Sandy Johnson said her heart broke when she heard that a nearby herd of big-horned sheep was endangered by viral pneumonia. The recently ordained pastor at Boulder City United Methodist Church wanted to help.

“All I knew to do was pray,” she said.

But in short order, she did more than that. Calling upon a close group of friends and supporters, she held a prayer and Reiki healing session Saturday in Hemenway Park. Participants overlooked a herd of two dozen big-horned sheep that munched grass without much interest in the proceedings. A few of the younger sheep would occasionally posture, baring their teeth as if to threaten, but they mostly ignored a similar number of humans, who held hands and prayed in a circle on their behalf.
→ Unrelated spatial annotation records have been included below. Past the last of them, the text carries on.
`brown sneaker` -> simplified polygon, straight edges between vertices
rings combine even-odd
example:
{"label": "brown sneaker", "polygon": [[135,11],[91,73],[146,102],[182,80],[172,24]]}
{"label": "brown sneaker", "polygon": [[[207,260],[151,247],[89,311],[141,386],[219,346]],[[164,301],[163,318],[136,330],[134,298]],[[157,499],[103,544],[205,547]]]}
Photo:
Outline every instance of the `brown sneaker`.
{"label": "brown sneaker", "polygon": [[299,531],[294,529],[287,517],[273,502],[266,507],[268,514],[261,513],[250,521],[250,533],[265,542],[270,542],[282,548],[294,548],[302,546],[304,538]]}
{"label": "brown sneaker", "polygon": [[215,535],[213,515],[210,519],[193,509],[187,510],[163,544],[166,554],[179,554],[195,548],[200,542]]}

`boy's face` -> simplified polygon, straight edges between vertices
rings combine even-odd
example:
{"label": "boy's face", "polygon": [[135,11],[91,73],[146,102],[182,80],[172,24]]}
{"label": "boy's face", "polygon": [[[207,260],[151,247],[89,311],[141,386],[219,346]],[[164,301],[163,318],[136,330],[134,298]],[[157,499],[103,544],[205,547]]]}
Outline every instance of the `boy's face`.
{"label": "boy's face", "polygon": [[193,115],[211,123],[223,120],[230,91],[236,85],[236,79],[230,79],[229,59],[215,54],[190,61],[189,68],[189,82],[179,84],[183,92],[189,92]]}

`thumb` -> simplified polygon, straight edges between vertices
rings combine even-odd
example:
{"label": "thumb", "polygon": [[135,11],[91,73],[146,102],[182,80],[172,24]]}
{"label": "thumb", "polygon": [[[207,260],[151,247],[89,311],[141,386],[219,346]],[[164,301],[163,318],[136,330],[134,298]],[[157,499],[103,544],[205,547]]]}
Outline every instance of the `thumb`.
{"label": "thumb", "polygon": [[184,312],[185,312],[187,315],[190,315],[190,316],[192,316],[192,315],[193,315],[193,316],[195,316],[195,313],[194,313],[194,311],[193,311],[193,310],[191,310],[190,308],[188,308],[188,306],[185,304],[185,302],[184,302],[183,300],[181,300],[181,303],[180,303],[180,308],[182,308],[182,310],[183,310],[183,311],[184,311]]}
The event began as a small, traditional prayer group, with Johnson reading the 23rd Psalm. She preceded that by explaining, “Sheep are part of our own traditional experience.”

Johnson also thought to incorporate her own experience as Reiki practitioner.

Where did she get the idea for this?

“I blame God,” she said. “He gives me these ideas all the time.”

Johnson said her mother, who became a Reiki master 30 years ago, also inspired her.

“(The Reiki mastership) was right after my parents were divorced. We were all like, has Mother become unhinged?”

In time, the practice resonated with Johnson. She acknowledged that Reiki and similar practices are controversial among many Christian denominations.

“At one point I asked my bishop if it was all right (to practice Reiki),” she said. “He said, ‘Yeah, great.’ So I do.”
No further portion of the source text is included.